Washington evacuated an estimated 85,000 refugees from Afghanistan as the US-created government in Kabul fell to the Taliban one year ago. Thousands of those Afghans are now in a state of limbo, placed in camps around the UAE as they await permission to enter the United States.
One facility located on the outskirts of Abu Dhabi, dubbed the “Emirates Humanitarian City,” is the UAE’s primary site for displaced Afghans, once housing around 12,000 refugees. Some 6,500 remain there.
However, while the Emirati government claims the camp provides “high-quality housing, sanitation, health, clinical, counseling, education and food services,” many of its residents are growing desperate to leave after months of confinement.

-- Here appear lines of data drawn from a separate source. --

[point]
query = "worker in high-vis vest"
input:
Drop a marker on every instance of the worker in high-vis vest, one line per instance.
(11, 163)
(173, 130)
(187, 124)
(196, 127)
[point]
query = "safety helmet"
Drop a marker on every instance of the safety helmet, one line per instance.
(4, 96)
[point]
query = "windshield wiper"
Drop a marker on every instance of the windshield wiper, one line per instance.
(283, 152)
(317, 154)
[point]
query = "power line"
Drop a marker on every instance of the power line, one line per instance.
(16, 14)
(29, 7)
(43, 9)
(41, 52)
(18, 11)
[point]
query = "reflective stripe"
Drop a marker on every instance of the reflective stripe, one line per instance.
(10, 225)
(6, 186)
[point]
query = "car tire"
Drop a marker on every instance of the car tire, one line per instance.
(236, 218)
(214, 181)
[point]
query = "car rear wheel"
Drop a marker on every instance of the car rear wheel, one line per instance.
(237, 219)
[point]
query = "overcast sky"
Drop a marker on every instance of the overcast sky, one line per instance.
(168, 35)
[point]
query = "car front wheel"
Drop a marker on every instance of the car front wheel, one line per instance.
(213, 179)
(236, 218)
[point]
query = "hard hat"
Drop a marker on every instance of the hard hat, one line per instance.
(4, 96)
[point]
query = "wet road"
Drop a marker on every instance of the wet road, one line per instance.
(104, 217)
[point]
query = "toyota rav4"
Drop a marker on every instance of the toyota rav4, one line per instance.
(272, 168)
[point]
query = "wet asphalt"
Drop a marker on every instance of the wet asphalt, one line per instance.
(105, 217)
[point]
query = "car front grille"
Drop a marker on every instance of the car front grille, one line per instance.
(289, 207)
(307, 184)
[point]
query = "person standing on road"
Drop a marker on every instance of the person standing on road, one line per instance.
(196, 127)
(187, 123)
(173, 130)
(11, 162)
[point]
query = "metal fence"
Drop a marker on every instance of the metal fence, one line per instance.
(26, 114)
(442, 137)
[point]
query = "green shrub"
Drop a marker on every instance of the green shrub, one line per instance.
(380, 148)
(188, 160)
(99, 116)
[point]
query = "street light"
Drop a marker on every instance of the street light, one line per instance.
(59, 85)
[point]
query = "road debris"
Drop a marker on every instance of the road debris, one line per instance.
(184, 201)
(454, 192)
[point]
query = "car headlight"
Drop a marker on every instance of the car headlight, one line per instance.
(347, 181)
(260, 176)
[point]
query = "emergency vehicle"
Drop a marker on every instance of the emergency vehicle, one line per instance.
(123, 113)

“Nearly one year, we have been here in detention and the camp is like a modern prison. No one is allowed to go out, they don’t know when [we] will be settled permanently to any country,” one Afghan at the camp told Reuters.
Another inhabitant described the deteriorating mental health of those who live there, saying that many do not know when they will find a new long-term home and now live in a constant state of uncertainty about their future.

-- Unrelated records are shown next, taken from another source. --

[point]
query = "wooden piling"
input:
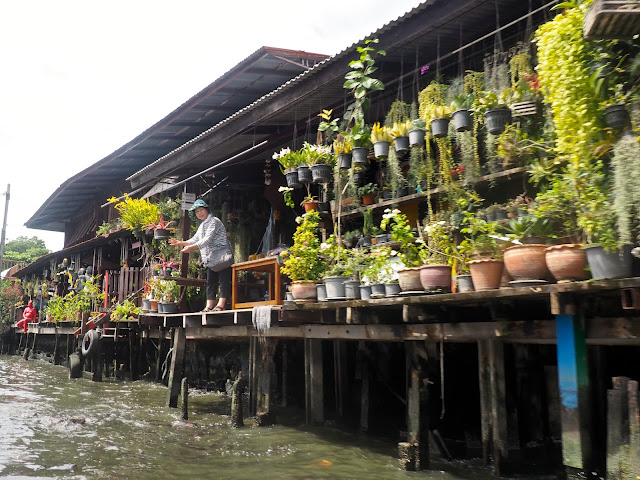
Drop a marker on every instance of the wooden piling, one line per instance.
(184, 387)
(237, 419)
(493, 403)
(313, 381)
(177, 367)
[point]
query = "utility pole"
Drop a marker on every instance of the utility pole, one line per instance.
(4, 224)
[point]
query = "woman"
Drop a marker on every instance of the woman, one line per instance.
(211, 235)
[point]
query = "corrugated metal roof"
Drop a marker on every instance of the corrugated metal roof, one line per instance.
(253, 77)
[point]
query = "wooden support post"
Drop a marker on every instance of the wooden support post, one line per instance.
(493, 403)
(573, 382)
(184, 388)
(340, 374)
(253, 386)
(314, 381)
(96, 362)
(417, 411)
(364, 387)
(159, 359)
(177, 367)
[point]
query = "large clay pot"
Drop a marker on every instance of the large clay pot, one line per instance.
(486, 273)
(526, 262)
(435, 278)
(305, 291)
(567, 262)
(409, 279)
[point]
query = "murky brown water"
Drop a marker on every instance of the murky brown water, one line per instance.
(53, 427)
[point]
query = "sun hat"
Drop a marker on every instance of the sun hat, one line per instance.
(197, 204)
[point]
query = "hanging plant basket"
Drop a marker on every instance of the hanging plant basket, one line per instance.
(292, 178)
(439, 127)
(381, 149)
(359, 154)
(462, 120)
(304, 174)
(612, 19)
(321, 173)
(344, 160)
(401, 144)
(497, 119)
(617, 117)
(416, 137)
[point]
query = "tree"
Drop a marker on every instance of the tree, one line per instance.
(25, 249)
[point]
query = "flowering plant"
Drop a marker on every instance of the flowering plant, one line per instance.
(410, 247)
(304, 262)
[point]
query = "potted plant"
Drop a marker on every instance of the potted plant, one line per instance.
(303, 263)
(381, 138)
(135, 213)
(289, 161)
(416, 132)
(400, 134)
(367, 192)
(321, 160)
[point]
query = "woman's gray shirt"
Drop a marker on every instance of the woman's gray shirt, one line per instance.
(211, 235)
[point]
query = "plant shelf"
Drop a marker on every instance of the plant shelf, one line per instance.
(612, 19)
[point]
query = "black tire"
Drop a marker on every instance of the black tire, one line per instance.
(90, 343)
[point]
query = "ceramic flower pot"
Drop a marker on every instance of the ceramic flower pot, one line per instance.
(435, 278)
(462, 120)
(304, 291)
(409, 279)
(359, 154)
(416, 138)
(526, 262)
(567, 262)
(486, 273)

Complaints about the lengthy resettlement process have boiled over into unrest this week, with protests erupting at and around the camp on Monday and Tuesday. In videos circulating online, crowds of demonstrators were seen marching through Abu Dhabi and demanding action from the government.
Afghans who were relocated to the UAE during last August’s evacuation and are currently based in camps held protests to demand their cases be processed.#TOLOnews pic.twitter.com/wUwkXyTSlr
— TOLOnews (@TOLOnews) August 23, 2022
Protests previously took place at the camp in February amid reports that the resettlement cases were not being processed, leading a US State Department official to visit the facility in May and apologize for the delays.
“I told them that I was really sorry it was taking so long and I was as frustrated as they were, frankly. But I also asked for their understanding of how hard we’ve been working to get the systems going,” the official said.
For many Afghans still stranded in “Humanitarian City,” however, those assurances rang hollow, with one resident telling the Huffington Post they were merely the latest in a series of “broken promises.”
A family profiled by CBS earlier this month also described the camp as a prison. “Day by day, the situation is tough. This is exactly like a prison,” one Afghan man told the outlet. Though he and his wife have permission to enter the US, they are still waiting for Washington to approve their one-year-old daughter.